CVE-2025-60719 — afd.sys Multi-Routine UAF (Endpoint Unbind Race)

Last updated: 2026-04-28 Component: afd.sys (Ancillary Function Driver for WinSock) Bug Class: Use-after-free via race between socket close and concurrent dispatch Patch: November 2025 cumulative update — KB5068861 (fixed binary afd.sys 10.0.26100.7171) Exploited ITW: No public attribution; broadly impactful given near-universal afd.sys exposure Discoverer: Akamai security research (analyzed via PatchDiff-AI) Related: CVE-2023-28218, Race Conditions, Use-After-Free Tags: afd, uaf, race-condition, winsock, kernel-mode, lpe


Summary

A race in afd.sys: a thread closing a socket can free the endpoint while a concurrent IOCTL on the same socket is mid-dereference. The dispatch routine continues to operate on freed memory. Affected dispatchers include AfdSocketTransfer*, AfdGetInformation, AfdBind, and AfdConnect — i.e., the bulk of the WinSock IOCTL surface.

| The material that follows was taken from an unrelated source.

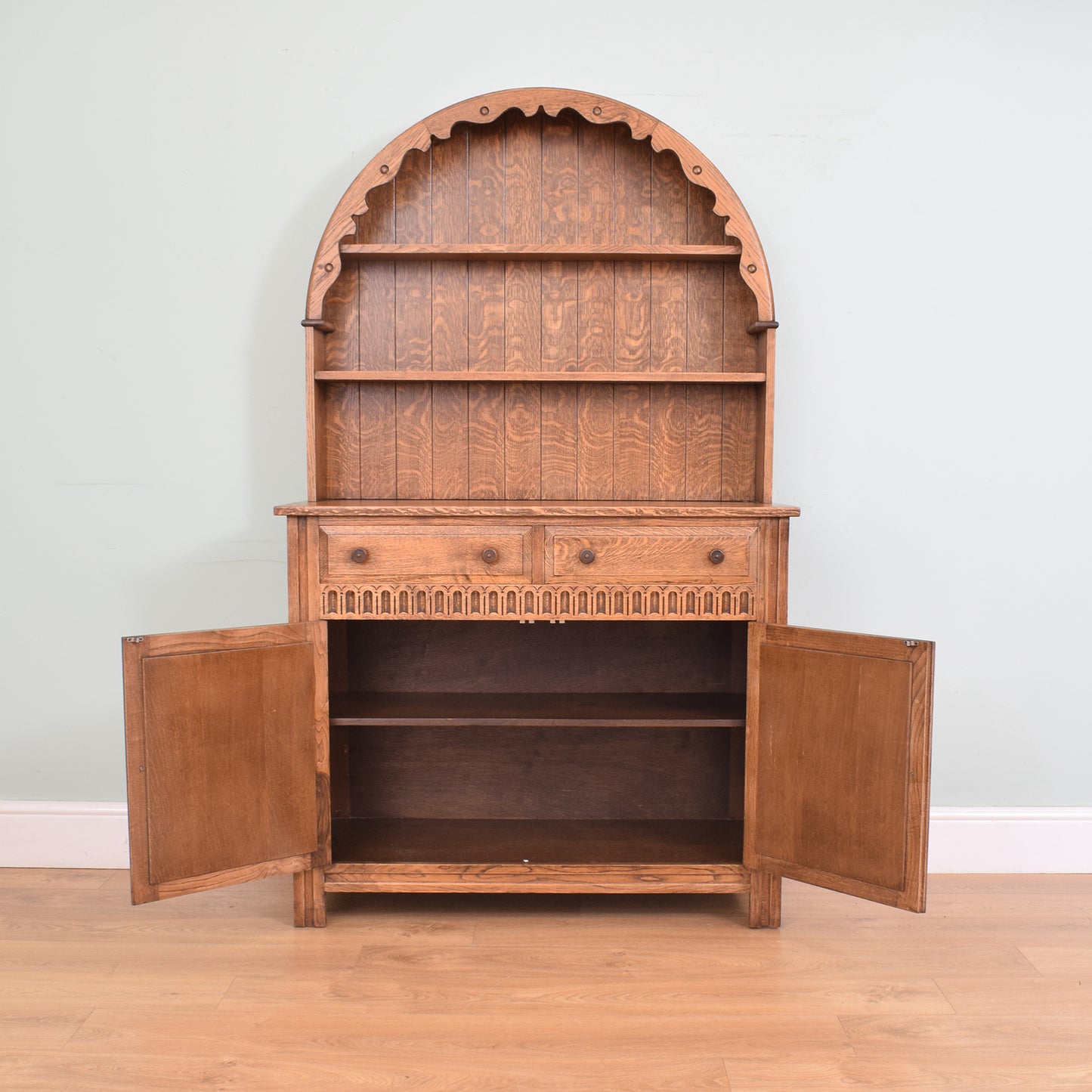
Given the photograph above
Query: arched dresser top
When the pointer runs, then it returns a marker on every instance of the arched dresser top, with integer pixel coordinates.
(486, 110)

afd.sys is reachable from essentially every process; this is one of the highest-impact LPEs of the November 2025 cycle.


Root cause

In the unpatched driver, dispatch routines fetch pointers to the Endpoint, the file object, or the device object up front, then perform multiple operations on them without holding a reference or lock that prevents concurrent unbind. A second thread issuing CloseHandle (or the kernel’s natural cleanup on socket teardown) can free the endpoint between the dispatcher’s fetch and use.

The fix introduces an explicit synchronization barrier: AfdPreventUnbind / AfdReallowUnbind are called around the critical regions of each affected dispatch path, locking the endpoint state for the duration of the operation. Akamai’s diff between vulnerable afd.sys 10.0.26100.6899 and patched 10.0.26100.7171 makes the change clear.


Exploitation (expected pattern)

The afd.sys UAF chain follows a well-trodden path. Once the dangling pointer is dereferenced:

  1. Spray the freed slot with a controllable object (WNF state-data, pipe attributes, IORING RegBuffers).
  2. Promote to kernel R/W via IORING _IOP_MC_BUFFER_ENTRY corruption or WNF data-size flips (see WNF Internals).
  3. Token steal.

The novelty is on the trigger side — Akamai documented it via diff-driven analysis rather than a hand-written PoC, but the structures and primitives are standard.


Detection

  • Concurrent IOCTL_AFD_* on a socket whose other handle is being closed.
  • Pool churn around the afd.sys endpoint structure size class, followed by IORING reads/writes.
  • Generic UAF indicators: process executing kernel-mode actions immediately after a syscall returned an error (the race losses).